Dataspaces

A brief introduction to what a dataspace is and how it relates to EDC.

The concept of a dataspace is the starting point for learning about the EDC. A dataspace is a context between one or more participants that share data. A participant is typically an organization, but it could be any entity, such as a service or machine.

Dataspace Protocol (DSP): The Lingua Franca for Data Sharing

The messages exchanged in a dataspace are defined by the Dataspace Protocol Specification (DSP). EDC implements and builds on these asynchronous messaging patterns, so it will help to become acquainted with the specification. DSP defines how to retrieve data catalogs, conduct negotiations to create contract agreements that grant access to data, and send data over various lower-level wire protocols. While DSP focuses on the messaging layer for controlling data access, it does not specify how “trust” is established between participants. By trust, we mean on what basis a provider makes the decision to grant access to data, for example, by requiring the presentation of verifiable credentials issued by a third-party. This is specified by the Decentralized Claims Protocol (DCP), which layers on DSP. We won’t cover the two specifications here, other than to highlight a few key points that are essential to understanding how EDC works.

After reading this document, we recommend consulting the DSP and DCP specifications for further information.

The Question of Identity

One of the most important things to understand is how identities work in a dataspace and EDC. A participant has a single identity, which is a URI. EDC supports multiple identity systems, including OAuth2 and the Decentralized Claims Protocol (DCP). If DCP is used, the identity will be a Web DID.

An EDC component, such as a control plane, acts as a participant agent; in other words, it is a system that runs on behalf of a participant. Therefore, each component will use a single identity. This concept is important and nuanced. Let’s consider several scenarios.

Simple Scenarios

Single Deployment

An organization deploys a single-instance control plane. This is the simplest possible setup, although it is not very reliable or scalable. In this scenario, the connector has exactly one identity. Now take the case where an organization decides on a more robust deployment with multiple control plane instances hosted as a Kubernetes ReplicaSet. The control plane instances still share the same identity.

Distributed Deployment

EDC supports the concept of management domains, which are realms of control. If different departments want to manage EDC components independently, the organization can define management domains where those components are deployed. Each management domain can be hosted on distinct Kubernetes clusters and potentially run in different cloud environments. Externally, the organization’s EDC infrastructure appears as a unified whole, with a single top-level catalog containing multiple sub-catalogs and data sharing endpoints.
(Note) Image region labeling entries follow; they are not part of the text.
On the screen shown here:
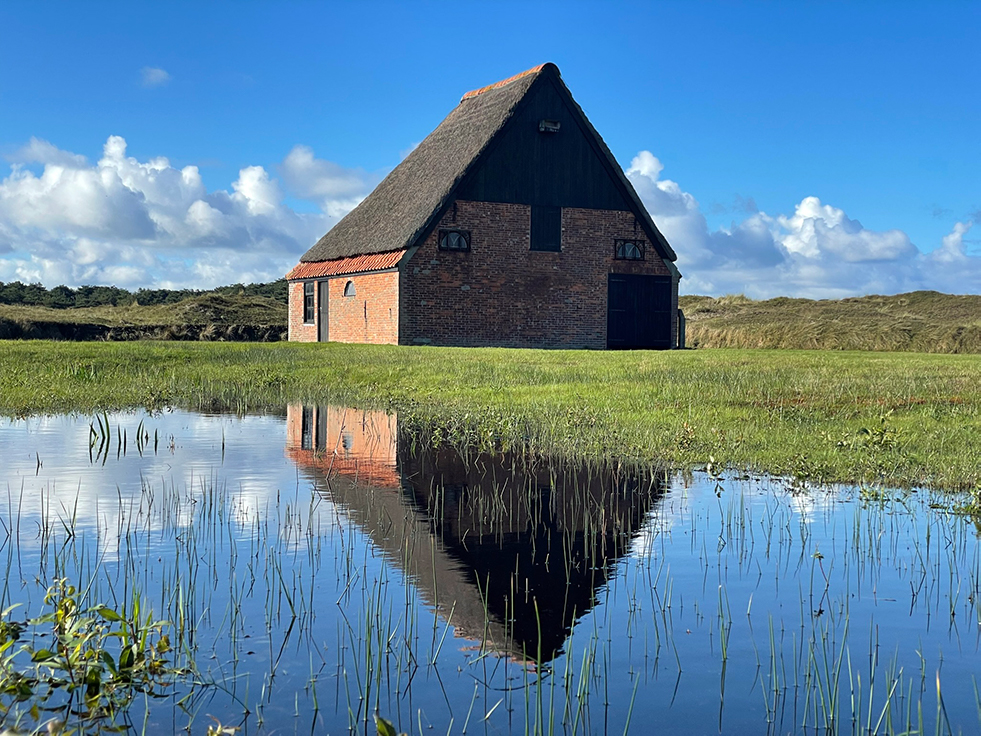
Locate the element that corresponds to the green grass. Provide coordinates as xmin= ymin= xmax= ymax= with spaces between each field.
xmin=0 ymin=294 xmax=286 ymax=329
xmin=0 ymin=341 xmax=981 ymax=489
xmin=679 ymin=291 xmax=981 ymax=353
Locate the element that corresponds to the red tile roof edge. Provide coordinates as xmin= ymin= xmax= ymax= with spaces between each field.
xmin=286 ymin=249 xmax=405 ymax=281
xmin=460 ymin=64 xmax=545 ymax=102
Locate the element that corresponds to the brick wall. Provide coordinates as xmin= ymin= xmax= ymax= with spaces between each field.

In this scenario, departments deploy their own control plane clusters. Again, each instance is configured with the same identity across all management domains.

Multiple Operating Units

In some dataspaces, a single legal entity may have multiple subdivisions operating independently. For example, a multinational may have autonomous operating units in different geographic regions with different data access rights. In this case, each operating unit is a dataspace participant with a distinct identity. EDC components deployed by each operating unit will be configured with different identities. From a dataspace perspective, each operating unit is a distinct entity.

Common Misconceptions

Data transfers are only about sending static files

Data can be in a variety of forms. While the EDC can share static files, it also supports open-ended transfers such as streaming and API access. For example, many EDC use cases involve providing automated access to event streams or API endpoints, including pausing or terminating access based on continual evaluation of data use policies.
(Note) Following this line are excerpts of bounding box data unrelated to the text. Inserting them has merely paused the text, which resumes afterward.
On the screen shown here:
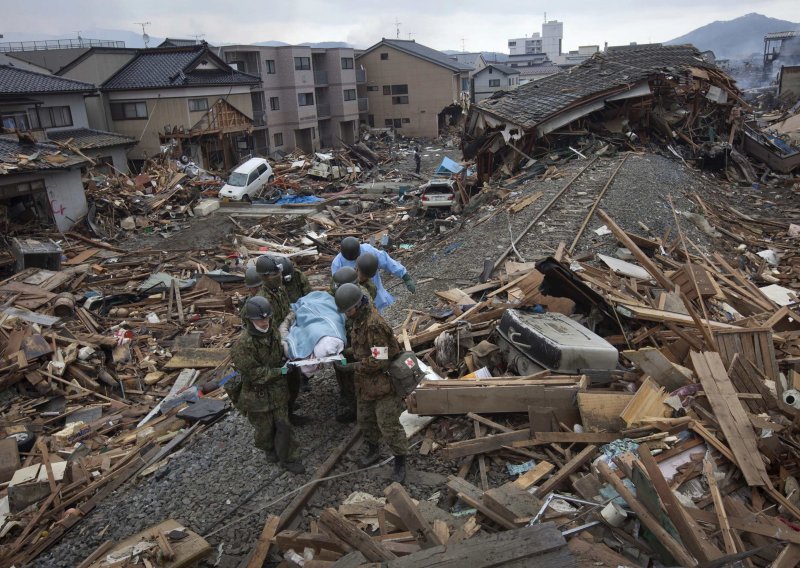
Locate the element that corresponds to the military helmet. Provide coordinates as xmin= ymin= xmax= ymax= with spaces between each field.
xmin=275 ymin=256 xmax=294 ymax=276
xmin=334 ymin=283 xmax=364 ymax=313
xmin=244 ymin=296 xmax=272 ymax=320
xmin=256 ymin=254 xmax=281 ymax=276
xmin=356 ymin=252 xmax=378 ymax=278
xmin=333 ymin=266 xmax=358 ymax=288
xmin=244 ymin=266 xmax=261 ymax=288
xmin=341 ymin=237 xmax=361 ymax=260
Dataspace software has to be installed

There is no such thing as dataspace “software” or a dataspace “application.” A dataspace is a decentralized context. Participants deploy the EDC and communicate with other participant systems using DSP and DCP.
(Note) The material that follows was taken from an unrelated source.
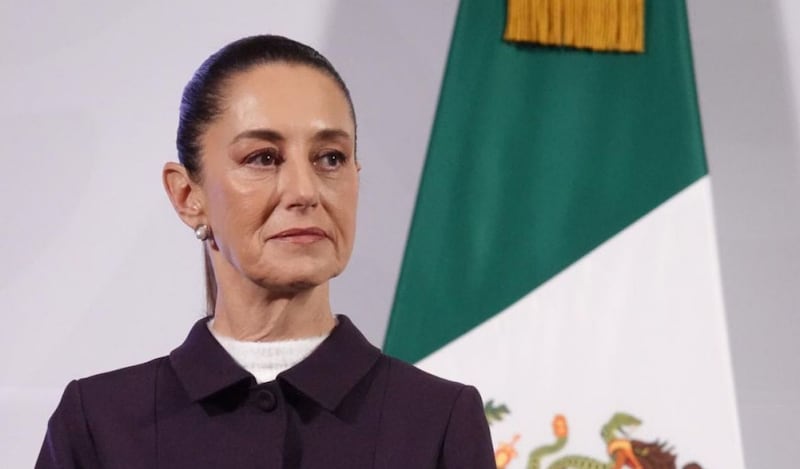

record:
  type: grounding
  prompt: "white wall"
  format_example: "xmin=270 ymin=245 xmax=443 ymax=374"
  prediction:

EDC adds a lot of overhead

EDC is designed as a lightweight, non-resource-intensive engine. EDC adds no overhead to data transmission since specialized wire protocols handle the latter. For example, EDC can be used to grant access to an API endpoint or data stream. Once access is obtained, the consumer can invoke the API directly or subscribe to a stream without requiring the request to be proxied through EDC components.

Cross-dataspace communication vs. interoperability

There is no such thing as cross-dataspace communication. All data sharing takes place within a dataspace. However, that does not mean there is no such thing as dataspace interoperability. Let’s unpack this.

Consider two dataspaces, DS-1 and DS-B. It’s possible for a participant P-A, a member of DS-1, to share data with P-B, a member of DS-2, under one of the following conditions:

  • P-A is also a member of DS-2, or
  • P-B is also a member of DS-1

P-A shares data with P-B in the context of DS-1 or DS-2. Data does not flow between DS-1 and DS-2. It’s possible for one EDC instance to operate within multiple dataspaces as long as its identity remains the same (if not, different EDC deployments will be needed).

Interoperability is different. Two dataspaces are interoperable if:

  • They have compatible identity systems. For example, if both dataspaces use DCP and Web DIDs, or a form of OAuth2 with federation between the Identity Providers.
  • They have a common set of verifiable credentials (or claims) and credential issuers.
  • They have an agreed set of data sharing policies.

If these conditions are met, it is possible for a single connector deployment to participate in two dataspaces.